基礎収益=残高報酬(手数料控除後)-経常的経費
(注3)ESGとは、環境(Environment)、社会(Social)、ガバナンス(Governance)の頭文字を取ったものであり、企業が中長期的な成長を目指すために、これら3つの視点が重要であるとされています。

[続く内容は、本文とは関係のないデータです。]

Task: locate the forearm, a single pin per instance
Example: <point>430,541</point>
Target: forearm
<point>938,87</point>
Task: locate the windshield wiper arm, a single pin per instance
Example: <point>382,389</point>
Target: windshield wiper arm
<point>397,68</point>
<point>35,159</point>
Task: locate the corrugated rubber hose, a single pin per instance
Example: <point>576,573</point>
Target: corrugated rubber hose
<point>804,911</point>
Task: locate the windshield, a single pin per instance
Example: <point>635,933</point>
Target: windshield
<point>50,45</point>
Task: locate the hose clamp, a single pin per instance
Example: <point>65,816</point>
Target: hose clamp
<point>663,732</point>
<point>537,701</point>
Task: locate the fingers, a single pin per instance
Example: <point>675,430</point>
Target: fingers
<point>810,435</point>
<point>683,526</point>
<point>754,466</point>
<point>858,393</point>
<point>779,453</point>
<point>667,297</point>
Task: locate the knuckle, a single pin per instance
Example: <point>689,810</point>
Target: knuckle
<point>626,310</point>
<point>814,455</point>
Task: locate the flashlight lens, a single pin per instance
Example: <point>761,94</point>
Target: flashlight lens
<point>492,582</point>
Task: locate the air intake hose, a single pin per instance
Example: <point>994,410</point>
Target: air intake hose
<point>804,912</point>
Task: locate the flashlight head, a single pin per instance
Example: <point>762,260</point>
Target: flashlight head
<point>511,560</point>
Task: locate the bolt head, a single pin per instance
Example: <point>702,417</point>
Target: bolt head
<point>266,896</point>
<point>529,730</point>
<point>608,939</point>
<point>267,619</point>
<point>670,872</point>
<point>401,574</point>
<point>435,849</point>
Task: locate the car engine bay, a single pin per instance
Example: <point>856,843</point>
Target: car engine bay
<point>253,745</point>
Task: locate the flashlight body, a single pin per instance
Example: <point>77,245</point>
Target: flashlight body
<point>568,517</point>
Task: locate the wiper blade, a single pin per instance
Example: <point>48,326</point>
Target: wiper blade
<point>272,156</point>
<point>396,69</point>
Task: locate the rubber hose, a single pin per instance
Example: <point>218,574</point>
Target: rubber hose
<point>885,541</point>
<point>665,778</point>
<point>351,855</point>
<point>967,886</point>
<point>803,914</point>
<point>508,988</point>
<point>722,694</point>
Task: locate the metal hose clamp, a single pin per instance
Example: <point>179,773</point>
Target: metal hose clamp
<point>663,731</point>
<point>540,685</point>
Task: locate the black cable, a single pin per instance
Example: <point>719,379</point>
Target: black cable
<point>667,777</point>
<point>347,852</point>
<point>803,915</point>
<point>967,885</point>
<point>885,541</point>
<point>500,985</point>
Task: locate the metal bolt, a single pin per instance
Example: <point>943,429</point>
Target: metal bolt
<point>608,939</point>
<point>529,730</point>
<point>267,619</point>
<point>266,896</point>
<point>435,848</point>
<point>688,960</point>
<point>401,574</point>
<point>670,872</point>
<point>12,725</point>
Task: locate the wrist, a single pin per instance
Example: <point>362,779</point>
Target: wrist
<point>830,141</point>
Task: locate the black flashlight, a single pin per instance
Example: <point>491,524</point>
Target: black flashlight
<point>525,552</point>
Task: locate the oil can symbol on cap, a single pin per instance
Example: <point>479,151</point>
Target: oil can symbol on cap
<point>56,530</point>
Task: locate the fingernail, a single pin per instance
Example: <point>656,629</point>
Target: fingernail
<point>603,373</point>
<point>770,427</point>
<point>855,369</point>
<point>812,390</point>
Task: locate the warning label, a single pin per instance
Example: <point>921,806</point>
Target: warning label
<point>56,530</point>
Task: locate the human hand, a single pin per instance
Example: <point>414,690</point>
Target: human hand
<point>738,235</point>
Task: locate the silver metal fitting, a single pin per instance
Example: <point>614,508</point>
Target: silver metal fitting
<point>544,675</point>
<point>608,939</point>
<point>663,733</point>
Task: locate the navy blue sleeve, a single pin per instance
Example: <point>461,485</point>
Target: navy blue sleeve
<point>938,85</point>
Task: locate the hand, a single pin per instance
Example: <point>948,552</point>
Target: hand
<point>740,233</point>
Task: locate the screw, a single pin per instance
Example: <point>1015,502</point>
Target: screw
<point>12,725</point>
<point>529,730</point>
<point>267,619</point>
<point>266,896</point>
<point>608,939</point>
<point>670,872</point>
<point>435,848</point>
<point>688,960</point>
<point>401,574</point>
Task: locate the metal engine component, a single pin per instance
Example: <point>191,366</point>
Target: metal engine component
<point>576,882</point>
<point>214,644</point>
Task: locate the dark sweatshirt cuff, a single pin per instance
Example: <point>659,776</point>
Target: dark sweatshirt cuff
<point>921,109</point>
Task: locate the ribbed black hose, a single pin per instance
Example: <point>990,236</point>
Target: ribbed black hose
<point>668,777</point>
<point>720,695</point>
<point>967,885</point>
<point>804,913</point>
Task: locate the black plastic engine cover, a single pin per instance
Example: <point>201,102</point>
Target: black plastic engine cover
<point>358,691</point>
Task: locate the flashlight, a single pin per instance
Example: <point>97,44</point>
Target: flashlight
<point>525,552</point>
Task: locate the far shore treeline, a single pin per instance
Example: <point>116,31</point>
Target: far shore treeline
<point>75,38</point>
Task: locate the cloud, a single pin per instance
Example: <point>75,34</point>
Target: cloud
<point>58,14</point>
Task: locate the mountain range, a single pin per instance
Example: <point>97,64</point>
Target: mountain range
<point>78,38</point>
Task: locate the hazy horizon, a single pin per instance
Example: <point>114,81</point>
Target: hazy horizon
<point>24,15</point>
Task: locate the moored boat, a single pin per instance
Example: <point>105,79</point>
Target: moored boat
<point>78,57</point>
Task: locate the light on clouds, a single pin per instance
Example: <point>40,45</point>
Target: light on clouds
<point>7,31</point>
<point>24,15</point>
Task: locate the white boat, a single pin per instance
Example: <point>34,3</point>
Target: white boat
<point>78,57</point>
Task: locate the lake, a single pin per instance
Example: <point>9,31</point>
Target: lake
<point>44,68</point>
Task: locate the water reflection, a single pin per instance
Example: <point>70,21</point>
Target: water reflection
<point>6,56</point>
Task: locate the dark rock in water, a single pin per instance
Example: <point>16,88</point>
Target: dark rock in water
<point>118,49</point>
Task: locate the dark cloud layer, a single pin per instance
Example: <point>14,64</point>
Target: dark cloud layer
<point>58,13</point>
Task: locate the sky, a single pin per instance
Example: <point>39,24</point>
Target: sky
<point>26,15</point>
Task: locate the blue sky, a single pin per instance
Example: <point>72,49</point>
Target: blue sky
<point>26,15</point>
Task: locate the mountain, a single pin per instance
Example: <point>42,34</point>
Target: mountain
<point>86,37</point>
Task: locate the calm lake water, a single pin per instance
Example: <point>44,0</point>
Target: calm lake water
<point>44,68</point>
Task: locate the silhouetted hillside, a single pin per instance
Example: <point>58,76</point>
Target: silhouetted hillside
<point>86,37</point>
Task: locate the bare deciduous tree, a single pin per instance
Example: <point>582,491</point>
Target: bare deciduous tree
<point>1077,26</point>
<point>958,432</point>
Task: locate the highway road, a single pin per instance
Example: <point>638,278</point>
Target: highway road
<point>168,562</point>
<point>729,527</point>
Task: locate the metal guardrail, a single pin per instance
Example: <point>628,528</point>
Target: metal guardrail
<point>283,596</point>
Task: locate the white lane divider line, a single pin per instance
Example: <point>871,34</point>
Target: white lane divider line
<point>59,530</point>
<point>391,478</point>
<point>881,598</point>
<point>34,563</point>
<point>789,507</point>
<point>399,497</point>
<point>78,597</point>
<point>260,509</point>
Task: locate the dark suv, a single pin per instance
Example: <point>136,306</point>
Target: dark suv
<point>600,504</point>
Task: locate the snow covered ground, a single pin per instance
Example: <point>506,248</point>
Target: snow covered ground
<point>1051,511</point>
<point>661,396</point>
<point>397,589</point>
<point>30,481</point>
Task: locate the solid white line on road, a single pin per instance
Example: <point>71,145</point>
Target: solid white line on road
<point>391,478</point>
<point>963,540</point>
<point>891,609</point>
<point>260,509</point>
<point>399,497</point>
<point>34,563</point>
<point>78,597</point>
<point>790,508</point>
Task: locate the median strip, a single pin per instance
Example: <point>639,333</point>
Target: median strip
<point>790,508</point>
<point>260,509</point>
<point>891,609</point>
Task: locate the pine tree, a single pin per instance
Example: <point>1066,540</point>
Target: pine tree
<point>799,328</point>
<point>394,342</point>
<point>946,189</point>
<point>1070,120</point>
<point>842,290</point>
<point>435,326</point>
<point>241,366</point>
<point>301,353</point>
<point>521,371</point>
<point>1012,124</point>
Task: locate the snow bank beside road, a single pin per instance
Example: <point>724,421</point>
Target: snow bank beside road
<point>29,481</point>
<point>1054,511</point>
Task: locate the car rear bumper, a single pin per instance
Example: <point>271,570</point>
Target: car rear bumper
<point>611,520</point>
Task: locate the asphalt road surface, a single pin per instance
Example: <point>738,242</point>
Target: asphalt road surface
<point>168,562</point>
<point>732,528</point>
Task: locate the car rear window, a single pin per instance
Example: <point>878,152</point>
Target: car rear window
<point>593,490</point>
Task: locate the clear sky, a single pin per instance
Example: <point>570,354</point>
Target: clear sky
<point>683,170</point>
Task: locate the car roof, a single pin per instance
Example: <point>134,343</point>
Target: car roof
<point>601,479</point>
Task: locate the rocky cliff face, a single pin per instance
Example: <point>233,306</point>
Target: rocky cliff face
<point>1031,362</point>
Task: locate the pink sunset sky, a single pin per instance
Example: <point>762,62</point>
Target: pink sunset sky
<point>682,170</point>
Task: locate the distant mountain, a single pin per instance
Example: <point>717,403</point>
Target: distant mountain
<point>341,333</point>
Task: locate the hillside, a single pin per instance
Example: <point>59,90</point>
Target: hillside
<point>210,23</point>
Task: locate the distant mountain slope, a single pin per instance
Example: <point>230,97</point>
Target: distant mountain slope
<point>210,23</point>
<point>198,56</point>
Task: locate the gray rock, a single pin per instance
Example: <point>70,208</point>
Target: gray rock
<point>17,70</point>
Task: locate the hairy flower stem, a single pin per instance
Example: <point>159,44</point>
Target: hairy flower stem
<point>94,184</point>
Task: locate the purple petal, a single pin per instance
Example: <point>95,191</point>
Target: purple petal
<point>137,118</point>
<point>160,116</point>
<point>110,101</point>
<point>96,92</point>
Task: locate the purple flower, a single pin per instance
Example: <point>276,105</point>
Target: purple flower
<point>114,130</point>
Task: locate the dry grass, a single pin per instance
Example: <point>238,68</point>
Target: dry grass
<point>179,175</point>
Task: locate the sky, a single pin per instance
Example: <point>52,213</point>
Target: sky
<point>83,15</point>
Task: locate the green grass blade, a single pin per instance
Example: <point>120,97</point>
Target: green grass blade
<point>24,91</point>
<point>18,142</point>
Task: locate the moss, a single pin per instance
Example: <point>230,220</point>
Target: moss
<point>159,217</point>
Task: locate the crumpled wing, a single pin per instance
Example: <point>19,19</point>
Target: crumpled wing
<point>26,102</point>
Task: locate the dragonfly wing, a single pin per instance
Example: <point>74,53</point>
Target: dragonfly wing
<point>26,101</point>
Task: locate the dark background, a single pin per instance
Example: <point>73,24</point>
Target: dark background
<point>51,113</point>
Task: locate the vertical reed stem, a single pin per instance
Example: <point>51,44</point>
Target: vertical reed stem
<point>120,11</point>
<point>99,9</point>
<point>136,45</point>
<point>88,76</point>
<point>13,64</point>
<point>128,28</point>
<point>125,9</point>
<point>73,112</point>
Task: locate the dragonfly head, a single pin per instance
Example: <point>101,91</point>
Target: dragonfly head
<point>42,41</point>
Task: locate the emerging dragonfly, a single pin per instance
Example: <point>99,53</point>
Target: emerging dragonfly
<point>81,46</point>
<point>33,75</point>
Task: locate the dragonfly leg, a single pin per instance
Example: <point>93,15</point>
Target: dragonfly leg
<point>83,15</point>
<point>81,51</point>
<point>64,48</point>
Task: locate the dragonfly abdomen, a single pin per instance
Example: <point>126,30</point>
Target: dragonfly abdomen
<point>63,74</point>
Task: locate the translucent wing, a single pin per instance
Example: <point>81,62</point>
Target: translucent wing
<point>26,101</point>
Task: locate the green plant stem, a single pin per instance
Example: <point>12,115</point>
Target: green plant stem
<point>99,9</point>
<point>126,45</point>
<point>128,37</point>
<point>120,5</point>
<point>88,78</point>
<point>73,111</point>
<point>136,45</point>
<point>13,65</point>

(注4)コーポレートPPA(Corporate Power Purchase Agreement)とは、企業や自治体などの法人(電力需要家)が発電事業者から再生可能エネルギーの電力を、直接、長期(通常10~25年)間、購入する契約のことを指します。一般的には、固定価格買取制度(FIT)やフィード・イン・プレミアム(FIP)のような国による再エネ買取制度との対比で用いられ、公的な再生可能エネルギー支援制度を使わず、民間企業と独自に再生可能エネルギー電力の長期買取契約を結ぶスキームを意味します。
(注5)グリーン水素とは、水を電気分解し、水素と酸素に還元することで生産される水素のことです。この水素を利用し、酸素を大気中に放出することで、環境へ悪影響を与えずに水素を利用することができます。電気分解するためには電気が必要ですが、グリーン水素を作るためのプロセスは、再生可能エネルギーを利用することで二酸化炭素を排出させることなく、水素を製造することができます。